He flung the thought from him with a laugh as he picked himself up, but it persisted in spite of his efforts to exorcise it. Something unexplained but almost tangible rode at his shoulder on the homeward way, and he caught himself more than once straining his ears for a betraying sound behind him. So acute was the sensation of surveillance that he pulled up abruptly around a sharp turn in the road and listened, but no following hoof-beats broke the stillness, and mentally deriding the notion, he cantered on into town.

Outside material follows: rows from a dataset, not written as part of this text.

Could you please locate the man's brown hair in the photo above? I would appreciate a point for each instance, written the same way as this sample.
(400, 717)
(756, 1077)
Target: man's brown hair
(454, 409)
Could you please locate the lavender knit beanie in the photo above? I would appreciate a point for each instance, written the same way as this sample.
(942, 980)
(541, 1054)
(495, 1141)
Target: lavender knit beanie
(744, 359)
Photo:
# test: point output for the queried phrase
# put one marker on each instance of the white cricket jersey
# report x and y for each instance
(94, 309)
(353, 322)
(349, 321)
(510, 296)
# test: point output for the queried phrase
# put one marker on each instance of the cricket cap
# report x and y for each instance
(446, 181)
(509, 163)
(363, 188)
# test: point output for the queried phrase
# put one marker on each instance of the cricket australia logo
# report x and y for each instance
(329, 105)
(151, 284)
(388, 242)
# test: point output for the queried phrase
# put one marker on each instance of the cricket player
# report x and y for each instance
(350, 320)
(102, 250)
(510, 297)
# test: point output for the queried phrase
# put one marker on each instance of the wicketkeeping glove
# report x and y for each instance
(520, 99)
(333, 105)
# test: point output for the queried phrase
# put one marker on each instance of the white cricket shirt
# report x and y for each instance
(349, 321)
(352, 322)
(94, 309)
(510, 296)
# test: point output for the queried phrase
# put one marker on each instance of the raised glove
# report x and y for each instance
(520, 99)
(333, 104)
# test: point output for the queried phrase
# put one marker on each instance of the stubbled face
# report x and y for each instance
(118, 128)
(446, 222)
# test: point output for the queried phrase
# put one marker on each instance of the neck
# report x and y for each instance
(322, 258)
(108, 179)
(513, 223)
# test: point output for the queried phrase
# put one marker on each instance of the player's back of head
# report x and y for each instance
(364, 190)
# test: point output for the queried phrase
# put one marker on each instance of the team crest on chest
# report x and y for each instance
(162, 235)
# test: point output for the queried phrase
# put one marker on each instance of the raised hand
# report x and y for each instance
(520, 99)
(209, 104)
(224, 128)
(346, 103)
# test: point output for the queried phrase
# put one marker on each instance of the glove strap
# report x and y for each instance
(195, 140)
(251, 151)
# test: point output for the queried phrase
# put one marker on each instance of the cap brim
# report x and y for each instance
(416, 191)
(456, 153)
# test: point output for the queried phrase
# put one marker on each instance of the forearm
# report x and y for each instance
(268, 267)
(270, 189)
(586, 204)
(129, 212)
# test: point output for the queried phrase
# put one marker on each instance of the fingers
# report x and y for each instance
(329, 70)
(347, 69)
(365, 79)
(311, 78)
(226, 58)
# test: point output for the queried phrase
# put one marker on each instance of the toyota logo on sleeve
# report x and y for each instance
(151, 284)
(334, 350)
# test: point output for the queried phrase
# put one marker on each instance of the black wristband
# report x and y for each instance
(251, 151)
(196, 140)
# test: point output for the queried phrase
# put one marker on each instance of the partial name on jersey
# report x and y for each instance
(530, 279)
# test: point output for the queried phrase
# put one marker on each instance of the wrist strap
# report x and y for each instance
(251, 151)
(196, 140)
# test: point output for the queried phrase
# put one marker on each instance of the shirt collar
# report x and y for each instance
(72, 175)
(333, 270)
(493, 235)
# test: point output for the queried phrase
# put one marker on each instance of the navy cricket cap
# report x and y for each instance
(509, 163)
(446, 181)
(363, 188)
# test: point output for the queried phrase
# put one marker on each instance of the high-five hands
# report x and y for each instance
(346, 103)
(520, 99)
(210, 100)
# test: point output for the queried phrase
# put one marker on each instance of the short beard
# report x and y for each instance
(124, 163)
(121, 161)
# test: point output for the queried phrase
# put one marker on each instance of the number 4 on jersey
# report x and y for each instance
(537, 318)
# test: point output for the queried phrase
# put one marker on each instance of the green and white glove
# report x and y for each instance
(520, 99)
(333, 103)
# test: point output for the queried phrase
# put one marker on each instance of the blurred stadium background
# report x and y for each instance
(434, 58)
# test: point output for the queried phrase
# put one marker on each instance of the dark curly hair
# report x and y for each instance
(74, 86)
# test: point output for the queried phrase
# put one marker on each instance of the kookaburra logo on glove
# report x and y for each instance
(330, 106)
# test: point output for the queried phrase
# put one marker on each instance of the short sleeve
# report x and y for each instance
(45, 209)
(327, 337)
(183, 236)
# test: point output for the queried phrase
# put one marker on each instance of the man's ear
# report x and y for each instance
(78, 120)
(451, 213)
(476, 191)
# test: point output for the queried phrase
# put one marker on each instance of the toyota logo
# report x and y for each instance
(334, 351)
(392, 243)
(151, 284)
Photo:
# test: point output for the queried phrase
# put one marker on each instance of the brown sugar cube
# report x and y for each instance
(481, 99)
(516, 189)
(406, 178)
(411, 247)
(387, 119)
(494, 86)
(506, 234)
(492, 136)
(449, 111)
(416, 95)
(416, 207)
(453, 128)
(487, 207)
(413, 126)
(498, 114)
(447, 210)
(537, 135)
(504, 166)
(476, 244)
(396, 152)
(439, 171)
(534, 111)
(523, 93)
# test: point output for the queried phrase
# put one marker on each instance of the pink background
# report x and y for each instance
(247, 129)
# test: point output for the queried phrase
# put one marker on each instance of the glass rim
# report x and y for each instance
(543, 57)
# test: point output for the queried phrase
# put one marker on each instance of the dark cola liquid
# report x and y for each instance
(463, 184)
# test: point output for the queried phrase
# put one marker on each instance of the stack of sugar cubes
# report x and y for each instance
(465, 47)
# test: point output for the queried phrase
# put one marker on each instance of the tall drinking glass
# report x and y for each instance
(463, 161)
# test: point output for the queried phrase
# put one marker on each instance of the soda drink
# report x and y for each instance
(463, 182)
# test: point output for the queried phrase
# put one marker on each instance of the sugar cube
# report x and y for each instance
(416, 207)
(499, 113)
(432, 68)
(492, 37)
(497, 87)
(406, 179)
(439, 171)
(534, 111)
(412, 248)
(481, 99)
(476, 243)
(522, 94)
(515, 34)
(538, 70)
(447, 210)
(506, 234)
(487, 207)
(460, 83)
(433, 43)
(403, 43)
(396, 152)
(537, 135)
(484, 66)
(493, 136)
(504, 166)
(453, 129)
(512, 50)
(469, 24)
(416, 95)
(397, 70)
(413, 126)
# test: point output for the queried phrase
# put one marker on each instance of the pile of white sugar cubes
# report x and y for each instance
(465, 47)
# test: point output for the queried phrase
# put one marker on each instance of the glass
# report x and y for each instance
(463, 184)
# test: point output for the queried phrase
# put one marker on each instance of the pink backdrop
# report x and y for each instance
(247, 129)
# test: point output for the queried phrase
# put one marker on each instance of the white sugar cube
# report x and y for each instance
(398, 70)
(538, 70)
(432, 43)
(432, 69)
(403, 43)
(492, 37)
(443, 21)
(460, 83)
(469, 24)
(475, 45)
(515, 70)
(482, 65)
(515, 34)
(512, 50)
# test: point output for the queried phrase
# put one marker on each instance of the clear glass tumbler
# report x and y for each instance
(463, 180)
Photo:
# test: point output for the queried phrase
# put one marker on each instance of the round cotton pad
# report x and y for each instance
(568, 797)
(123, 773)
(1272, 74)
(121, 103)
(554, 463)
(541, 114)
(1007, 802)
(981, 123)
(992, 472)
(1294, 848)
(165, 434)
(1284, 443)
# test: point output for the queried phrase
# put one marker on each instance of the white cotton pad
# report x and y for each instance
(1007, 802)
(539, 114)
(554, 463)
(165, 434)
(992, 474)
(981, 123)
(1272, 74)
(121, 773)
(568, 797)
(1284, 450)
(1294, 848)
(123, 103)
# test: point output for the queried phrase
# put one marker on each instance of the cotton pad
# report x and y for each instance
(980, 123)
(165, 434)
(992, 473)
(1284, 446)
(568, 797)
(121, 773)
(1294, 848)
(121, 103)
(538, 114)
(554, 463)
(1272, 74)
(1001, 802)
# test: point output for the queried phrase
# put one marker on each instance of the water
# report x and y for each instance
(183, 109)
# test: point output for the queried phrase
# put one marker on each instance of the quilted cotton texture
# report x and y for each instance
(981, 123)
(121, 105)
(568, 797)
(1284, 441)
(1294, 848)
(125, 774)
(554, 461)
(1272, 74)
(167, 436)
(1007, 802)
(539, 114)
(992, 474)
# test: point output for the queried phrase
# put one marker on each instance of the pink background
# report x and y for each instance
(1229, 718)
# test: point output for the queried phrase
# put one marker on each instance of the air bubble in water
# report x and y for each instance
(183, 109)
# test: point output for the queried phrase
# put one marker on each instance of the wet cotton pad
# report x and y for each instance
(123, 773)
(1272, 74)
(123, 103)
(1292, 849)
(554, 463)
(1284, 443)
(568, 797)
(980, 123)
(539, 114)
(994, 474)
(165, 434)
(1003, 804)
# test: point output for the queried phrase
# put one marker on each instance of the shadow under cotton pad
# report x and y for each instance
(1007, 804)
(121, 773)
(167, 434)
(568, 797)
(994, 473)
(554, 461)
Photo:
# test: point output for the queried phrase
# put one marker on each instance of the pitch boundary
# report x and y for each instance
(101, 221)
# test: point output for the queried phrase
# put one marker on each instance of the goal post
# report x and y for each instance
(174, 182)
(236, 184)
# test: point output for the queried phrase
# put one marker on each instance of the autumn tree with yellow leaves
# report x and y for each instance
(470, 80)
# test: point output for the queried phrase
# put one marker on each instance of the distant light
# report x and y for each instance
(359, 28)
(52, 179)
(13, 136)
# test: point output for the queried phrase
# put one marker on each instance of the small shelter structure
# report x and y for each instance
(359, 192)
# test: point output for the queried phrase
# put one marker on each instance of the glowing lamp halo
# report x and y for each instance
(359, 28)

His mid-day reverie had carried him back over every detail of the legend Ben Hallock had related of the Pool, and one chance remark returned to him with the force of an inspiration. Hallock himself had learned the story from a hunchbacked Mexican who had it from his grandmother, and the little José, the crippled victim of Starr Wiley's heedless brutality, had been hunchbacked; the old crone in the shack by the zapote trees, his grandmother, looked as if many mysteries and legends might be hidden behind her fierce, inscrutable eyes.
This was slender foundation on which to build a theory, but how else had the little lad awakened the vengeful antipathy of Wiley? What was it that he refused to tell him?
Thode had more than a suspicion that Wiley's objective in Limasito was closely allied to his own. If José had indeed been Hallock's informant, and the unscrupulous promoter had traced the legend to this latest source, his anger at being unable to bully the boy into further disclosures would be easily understood.
That night, when the moon had risen, Thode crossed the plaza and started out on foot for the shack. He would not allow himself a glance in the direction of the metamorphosed Blue Chip, but resolutely held his thoughts to the immediate issue. José had accepted him not only as a benefactor but as the friend of his adored señorita; would he be induced to speak?
The shack was dark when he finally reached it and only silence greeted his knock upon the sagging door. It yielded to his touch, and after a moment's hesitation he stepped inside, and groping, found the lamp.
Touching a match to the wick, he replaced the cracked chimney and looked about him. Gone!
The little one-room dwelling was in chaos, the chest of drawers ransacked and even the two poor beds had been pulled violently apart. Everything spoke of hasty and frenzied flight. What could it mean?
As the young engineer stood bewildered at this unexpected scene, there came over his senses once more the inexplicable intuition of the afternoon. Someone, something was spying upon him!
He thrust it into the back of his mind, however, striving to recall a memory which eluded him. What had Billie told him of a witch's cauldron in the grove of zapote trees, where the old crone had wrought magic which to her, at least, was very real? Could the explanation of this amazing evanescence be found there?